Selain membaca buku, rutinitas harianku dulu adalah menulis. Belum lagi waktu itu masih masa-masa sekolah. Ketika catatan adalah segalanya. Aku termasuk orang yang gemar menulis materi waktu itu. Aku biasa menulis kembali materi-materi pelajaran terutama pelajaran yang kusuka seperti sosiologi dan sejarah. Aku juga senang matematika, jadi aku menulis kembali rumus dan contoh soal buatanku sendiri serta penjelasan singkat yang hanya bisa kupahami sendiri.

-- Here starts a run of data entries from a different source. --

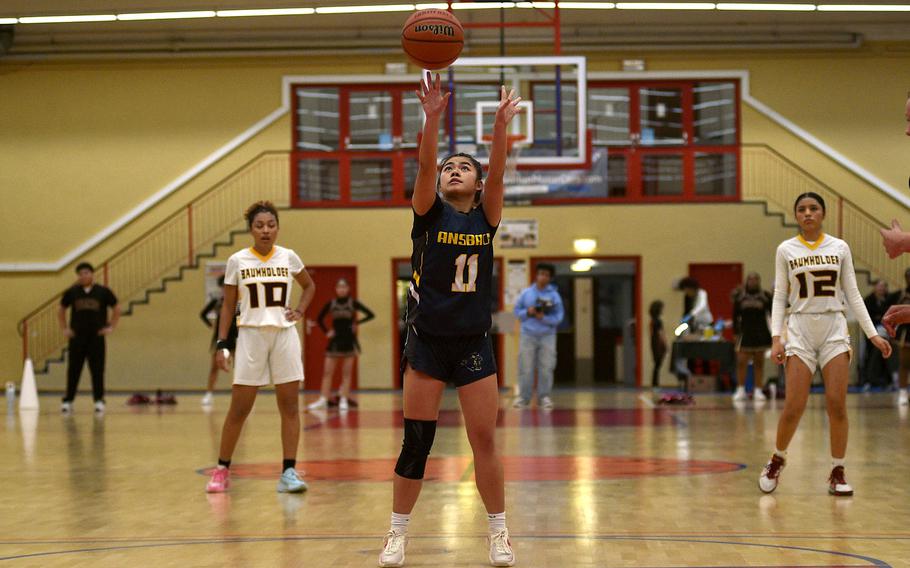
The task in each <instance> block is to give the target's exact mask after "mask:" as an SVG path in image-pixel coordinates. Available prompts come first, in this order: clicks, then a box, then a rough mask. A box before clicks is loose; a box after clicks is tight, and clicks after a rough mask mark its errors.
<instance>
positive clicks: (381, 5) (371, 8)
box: [316, 4, 414, 14]
mask: <svg viewBox="0 0 910 568" xmlns="http://www.w3.org/2000/svg"><path fill="white" fill-rule="evenodd" d="M413 11H414V5H413V4H378V5H376V6H325V7H323V8H316V13H317V14H366V13H369V12H413Z"/></svg>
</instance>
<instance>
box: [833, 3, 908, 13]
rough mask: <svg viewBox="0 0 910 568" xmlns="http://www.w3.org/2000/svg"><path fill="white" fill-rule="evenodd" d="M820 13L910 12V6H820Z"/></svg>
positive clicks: (866, 5) (852, 4)
mask: <svg viewBox="0 0 910 568" xmlns="http://www.w3.org/2000/svg"><path fill="white" fill-rule="evenodd" d="M818 11H819V12H910V4H819V5H818Z"/></svg>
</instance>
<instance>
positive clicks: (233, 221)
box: [19, 152, 291, 373]
mask: <svg viewBox="0 0 910 568" xmlns="http://www.w3.org/2000/svg"><path fill="white" fill-rule="evenodd" d="M289 174H290V158H289V155H288V153H287V152H263V153H262V154H259V155H258V156H256V157H255V158H253V159H252V160H250V161H249V162H247V163H246V164H244V165H243V166H241V167H240V168H238V169H237V170H235V171H234V172H232V173H231V174H230V175H228V176H227V177H226V178H224V179H223V180H222V181H221V182H219V183H217V184H216V185H214V186H213V187H211V188H210V189H208V190H207V191H206V192H205V193H203V194H202V195H200V196H199V197H197V198H196V199H194V200H193V201H192V202H191V203H190V204H189V205H187V206H186V207H184V208H182V209H180V210H178V211H176V212H175V213H174V214H172V215H171V216H169V217H168V218H166V219H165V220H164V221H162V222H161V223H159V224H158V225H156V226H155V227H153V228H152V229H150V230H149V231H147V232H146V233H145V234H144V235H142V236H140V237H139V238H137V239H136V240H134V241H133V242H132V243H130V244H128V245H127V246H125V247H124V248H123V249H122V250H121V251H119V252H117V253H116V254H114V255H113V256H111V257H110V258H108V259H107V260H105V261H104V262H102V263H101V264H100V265H99V266H98V267H97V268H96V274H97V275H100V276H101V278H100V281H101V283H102V284H104V285H105V286H110V287H111V288H112V289H113V290H114V291H115V293H116V294H117V296H118V298H119V300H120V305H121V306H123V315H129V314H131V313H132V311H133V307H134V306H137V305H141V304H147V303H148V302H149V298H150V297H151V295H152V294H155V293H160V292H164V291H165V290H167V285H168V283H169V282H172V281H175V280H179V279H181V278H182V276H183V273H184V271H186V270H193V269H195V268H198V267H199V264H200V260H201V259H204V258H208V257H212V256H214V255H215V253H216V249H217V247H218V246H221V245H227V244H231V243H232V242H233V240H234V236H235V235H236V234H238V233H245V232H246V227H245V226H244V221H243V212H244V210H245V209H246V208H247V207H248V206H249V205H250V203H253V202H254V201H259V200H268V201H271V202H272V203H274V204H275V205H276V207H279V208H281V209H286V208H288V207H289V205H290V187H291V184H290V175H289ZM59 301H60V299H59V296H55V297H53V298H51V299H49V300H48V301H47V302H45V303H44V304H42V305H41V306H40V307H38V308H37V309H35V310H34V311H32V312H31V313H30V314H28V315H27V316H25V317H24V318H23V319H22V320H21V321H20V322H19V333H20V335H21V336H22V349H23V353H24V354H26V355H27V356H30V357H31V358H32V361H33V362H34V364H35V371H36V372H37V373H46V372H47V369H48V365H49V364H50V363H51V362H54V361H62V360H63V356H64V348H65V346H66V338H65V337H64V336H63V333H62V332H61V331H60V325H59V323H58V322H57V306H58V304H59Z"/></svg>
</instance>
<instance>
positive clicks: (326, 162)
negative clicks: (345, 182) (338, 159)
mask: <svg viewBox="0 0 910 568" xmlns="http://www.w3.org/2000/svg"><path fill="white" fill-rule="evenodd" d="M297 199H298V200H300V201H338V200H339V199H340V195H339V191H338V162H337V161H335V160H314V159H306V160H299V161H298V162H297Z"/></svg>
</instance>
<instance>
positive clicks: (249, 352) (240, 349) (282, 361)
mask: <svg viewBox="0 0 910 568" xmlns="http://www.w3.org/2000/svg"><path fill="white" fill-rule="evenodd" d="M302 380H303V361H302V359H301V352H300V336H299V335H298V334H297V328H296V327H241V328H240V329H239V330H238V334H237V350H236V351H235V353H234V384H235V385H249V386H255V387H264V386H266V385H268V384H269V381H271V382H272V383H273V384H276V385H280V384H282V383H290V382H292V381H302Z"/></svg>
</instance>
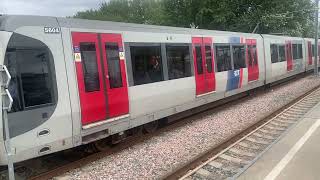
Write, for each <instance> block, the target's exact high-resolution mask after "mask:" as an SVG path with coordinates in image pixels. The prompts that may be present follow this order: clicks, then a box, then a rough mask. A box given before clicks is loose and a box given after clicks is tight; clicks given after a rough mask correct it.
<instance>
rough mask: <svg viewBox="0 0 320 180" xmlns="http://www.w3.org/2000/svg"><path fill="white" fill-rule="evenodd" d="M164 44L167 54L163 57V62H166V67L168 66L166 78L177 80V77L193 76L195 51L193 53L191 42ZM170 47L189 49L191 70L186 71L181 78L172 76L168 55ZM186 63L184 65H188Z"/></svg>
mask: <svg viewBox="0 0 320 180" xmlns="http://www.w3.org/2000/svg"><path fill="white" fill-rule="evenodd" d="M163 46H164V54H165V56H163V59H164V61H163V62H166V67H164V68H167V78H166V75H165V80H175V79H181V78H187V77H191V76H192V75H193V71H192V68H193V66H192V64H193V53H192V46H191V44H188V43H165V44H163ZM168 47H186V48H187V49H188V54H189V72H184V75H183V77H179V78H171V77H170V66H169V63H170V62H169V57H168ZM185 63H186V62H185ZM185 63H184V65H185V66H186V64H185ZM185 68H186V67H185ZM185 70H186V69H185ZM188 73H189V74H188Z"/></svg>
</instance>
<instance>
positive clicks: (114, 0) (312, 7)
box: [74, 0, 315, 37]
mask: <svg viewBox="0 0 320 180" xmlns="http://www.w3.org/2000/svg"><path fill="white" fill-rule="evenodd" d="M314 7H315V6H314V4H313V2H312V1H311V0H110V1H108V2H105V3H102V4H100V7H99V8H98V9H91V10H88V11H84V12H78V13H76V15H75V16H74V17H76V18H83V19H96V20H108V21H120V22H130V23H139V24H153V25H166V26H176V27H194V28H201V29H213V30H223V31H238V32H253V31H254V30H255V32H256V33H261V34H263V33H266V34H270V33H271V34H285V35H291V36H302V37H312V36H313V34H314V28H313V22H314Z"/></svg>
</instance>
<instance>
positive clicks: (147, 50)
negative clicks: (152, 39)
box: [130, 45, 164, 85]
mask: <svg viewBox="0 0 320 180" xmlns="http://www.w3.org/2000/svg"><path fill="white" fill-rule="evenodd" d="M130 52H131V61H132V66H133V80H134V85H141V84H148V83H153V82H159V81H163V79H164V77H163V72H162V61H161V47H160V45H159V46H130Z"/></svg>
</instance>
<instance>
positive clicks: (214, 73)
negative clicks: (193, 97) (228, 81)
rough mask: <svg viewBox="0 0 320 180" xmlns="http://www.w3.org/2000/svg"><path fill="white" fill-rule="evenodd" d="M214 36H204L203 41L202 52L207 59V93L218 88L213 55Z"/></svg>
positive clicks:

Mengenang masa-masa itu membuatku ingin mengulang waktu. Lima tahun itu berharga bagiku. Lima tahun membentuk karakter dasar yang ada dalam diriku. Senang membaca. Senang menulis. Dan, oh ya, senang menggambar pula.
Aku dan Penaku.
Dulu, aku gemar
sekali menulis. Hal itu tidak lain adalah berkat banyaknya buku yang kubaca. Ke
mana-mana aku selalu membawa buku bacaan. Istirahat lima belas menit cukup
membuatku hanyut dalam drama, konflik, dan penghayatan novel yang sedang
kubaca. Akhirnya, dari alur cerita yang semakin meliuk, rentetan konflik yang
semakin serius, membuatku jadi gemas ingin membuat cerita buatanku sendiri.
Namun, hingga
kini baru hitungan jari cerita pendek yang kuhasilkan. Setiap kali baru memulai
dua atau tiga halaman, ceritaku selalu buntu. Aku merasa perlu belajar lebih
banyak. Maka aku kembali mendatangi perpustakaan. Mencari novel yang menarik.
Setiap kali aku baru melewati pintu masuk, tempat yang pertama kali wajib
kudatangi adalah rak kecil berisi jajaran buku baru. Tetapi untuk mendapatkan
buku baru yang bagus aku harus datang lebih awal, karena bukan hanya aku saja
penggemar buku di sekolah ini. Terkadang aku beruntung, kadang pula aku harus booking
buku baru yang lebih dulu didapat oleh temanku.
Mengenang masa-masa itu membuatku ingin mengulang waktu. Lima tahun itu berharga bagiku. Lima tahun membentuk karakter dasar yang ada dalam diriku. Senang membaca. Senang menulis. Dan, oh ya, senang menggambar pula.